The “fragile five” of Iran, Iraq, Libya, Nigeria and Venezuela — which have struggled with output losses and disruptions for the past few years — will add roughly 900,000 barrels a day of production this year and at least the same in 2024, the bank estimates. That’s enough to satisfy coming growth in oil demand, it said.
“All of a sudden they are sources of growth, and they will be sources of growth for five, four years — or maybe even longer in the case of Iraq and Venezuela,” Ed Morse, Citigroup’s head of commodities research, said in an interview. “It strikes us that the core OPEC+ countries have a problem on their hands.”

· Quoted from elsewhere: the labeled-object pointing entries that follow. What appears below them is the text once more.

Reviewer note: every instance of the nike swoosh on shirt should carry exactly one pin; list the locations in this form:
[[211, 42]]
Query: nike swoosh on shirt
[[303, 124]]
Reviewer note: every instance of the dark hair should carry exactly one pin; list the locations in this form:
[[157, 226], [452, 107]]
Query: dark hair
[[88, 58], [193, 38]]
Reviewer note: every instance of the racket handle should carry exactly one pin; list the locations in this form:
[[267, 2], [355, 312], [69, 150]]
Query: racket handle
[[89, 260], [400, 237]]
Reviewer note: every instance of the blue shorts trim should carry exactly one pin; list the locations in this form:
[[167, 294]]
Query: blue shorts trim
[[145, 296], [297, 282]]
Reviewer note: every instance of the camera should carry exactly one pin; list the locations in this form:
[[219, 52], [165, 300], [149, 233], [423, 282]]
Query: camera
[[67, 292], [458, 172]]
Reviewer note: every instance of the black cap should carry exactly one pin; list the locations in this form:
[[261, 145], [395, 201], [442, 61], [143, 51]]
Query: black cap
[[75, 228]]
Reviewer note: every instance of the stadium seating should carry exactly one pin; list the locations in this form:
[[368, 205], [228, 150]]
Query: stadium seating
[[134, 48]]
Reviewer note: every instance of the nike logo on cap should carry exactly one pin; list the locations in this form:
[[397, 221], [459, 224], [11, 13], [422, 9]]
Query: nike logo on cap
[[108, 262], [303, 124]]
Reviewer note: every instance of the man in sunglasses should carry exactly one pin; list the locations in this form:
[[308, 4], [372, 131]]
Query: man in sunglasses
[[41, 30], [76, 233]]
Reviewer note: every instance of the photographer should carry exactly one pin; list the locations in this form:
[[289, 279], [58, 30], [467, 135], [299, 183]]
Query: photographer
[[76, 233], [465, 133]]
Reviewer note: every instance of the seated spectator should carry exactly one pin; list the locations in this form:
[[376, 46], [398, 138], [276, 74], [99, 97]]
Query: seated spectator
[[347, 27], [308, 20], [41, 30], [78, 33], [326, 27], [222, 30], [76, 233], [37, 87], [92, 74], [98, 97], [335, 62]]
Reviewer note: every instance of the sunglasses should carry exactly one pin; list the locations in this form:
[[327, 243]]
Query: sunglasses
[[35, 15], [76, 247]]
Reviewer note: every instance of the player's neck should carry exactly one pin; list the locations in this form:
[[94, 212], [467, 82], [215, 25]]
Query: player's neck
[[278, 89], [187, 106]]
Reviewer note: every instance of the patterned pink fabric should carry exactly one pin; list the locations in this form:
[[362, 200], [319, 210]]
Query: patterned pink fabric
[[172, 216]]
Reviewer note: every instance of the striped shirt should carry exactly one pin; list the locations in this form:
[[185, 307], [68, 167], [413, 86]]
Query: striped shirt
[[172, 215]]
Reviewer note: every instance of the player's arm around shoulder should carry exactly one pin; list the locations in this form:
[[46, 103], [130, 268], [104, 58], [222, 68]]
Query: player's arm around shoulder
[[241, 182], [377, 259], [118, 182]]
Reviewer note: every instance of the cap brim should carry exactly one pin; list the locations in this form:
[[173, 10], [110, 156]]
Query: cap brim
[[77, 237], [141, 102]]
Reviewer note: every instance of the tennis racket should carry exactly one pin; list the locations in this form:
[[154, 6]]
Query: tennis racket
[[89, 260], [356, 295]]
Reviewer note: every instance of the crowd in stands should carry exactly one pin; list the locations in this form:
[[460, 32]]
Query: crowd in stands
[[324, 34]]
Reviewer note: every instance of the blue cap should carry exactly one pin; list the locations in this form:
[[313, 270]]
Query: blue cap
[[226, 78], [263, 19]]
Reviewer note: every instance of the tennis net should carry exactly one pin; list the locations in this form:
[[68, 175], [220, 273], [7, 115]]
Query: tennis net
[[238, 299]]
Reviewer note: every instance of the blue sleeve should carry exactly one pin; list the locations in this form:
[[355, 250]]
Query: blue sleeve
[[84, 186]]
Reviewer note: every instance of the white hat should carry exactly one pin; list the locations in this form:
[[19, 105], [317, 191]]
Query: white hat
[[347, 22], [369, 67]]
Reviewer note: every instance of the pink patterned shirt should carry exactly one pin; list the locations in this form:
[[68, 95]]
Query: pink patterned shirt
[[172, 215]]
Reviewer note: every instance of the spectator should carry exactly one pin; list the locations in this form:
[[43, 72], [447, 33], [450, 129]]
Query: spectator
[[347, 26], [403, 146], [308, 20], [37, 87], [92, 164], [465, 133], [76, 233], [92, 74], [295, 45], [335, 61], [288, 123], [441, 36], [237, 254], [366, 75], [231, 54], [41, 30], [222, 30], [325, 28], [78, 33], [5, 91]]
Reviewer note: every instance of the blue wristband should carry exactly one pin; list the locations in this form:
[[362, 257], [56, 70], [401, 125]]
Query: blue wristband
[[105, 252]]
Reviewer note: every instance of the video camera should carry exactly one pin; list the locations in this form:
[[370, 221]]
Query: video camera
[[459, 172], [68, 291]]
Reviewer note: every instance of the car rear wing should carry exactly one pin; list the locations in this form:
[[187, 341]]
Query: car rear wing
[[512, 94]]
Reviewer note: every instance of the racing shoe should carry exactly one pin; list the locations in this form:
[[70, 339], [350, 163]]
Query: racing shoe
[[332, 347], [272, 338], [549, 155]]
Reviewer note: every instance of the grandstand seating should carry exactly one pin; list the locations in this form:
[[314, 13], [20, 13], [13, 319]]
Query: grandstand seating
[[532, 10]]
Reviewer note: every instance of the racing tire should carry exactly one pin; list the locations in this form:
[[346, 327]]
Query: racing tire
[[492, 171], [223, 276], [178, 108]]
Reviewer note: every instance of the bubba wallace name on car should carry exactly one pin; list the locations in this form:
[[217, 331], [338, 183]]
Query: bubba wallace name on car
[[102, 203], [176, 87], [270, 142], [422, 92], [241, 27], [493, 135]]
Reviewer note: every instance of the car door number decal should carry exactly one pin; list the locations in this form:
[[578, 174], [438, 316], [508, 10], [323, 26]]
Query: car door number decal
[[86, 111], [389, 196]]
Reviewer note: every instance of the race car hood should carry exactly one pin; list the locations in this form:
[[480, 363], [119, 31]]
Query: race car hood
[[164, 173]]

The five nations are all showing positive signs of supply recovery, while growth in oil demand will be constrained by fading expansion in China, Morse said.
Iranian output has recovered as it sends a flood of exports to China while engaging in tentative diplomacy with the US. Iraq may restore supplies when it reaches agreement on a shuttered pipeline to Turkey, and also add capacity. Nigeria has improved security in its restive oil-rich delta, Venezuela is in talks with Washington on easing sanctions, and even Libya, long wracked by instability, has potential for expansion.
As a result, OPEC leader Saudi Arabia and its Persian Gulf allies — which have slashed production this year to shore up crude prices — may face pressure to cut output further, Morse said. The kingdom has already curbed supplies to a two-year low near 9 million barrels a day.
“It’ll be a big problem,” Morse said. “I think they’ll have to cut, and I don’t know how easy it is for them to do that.”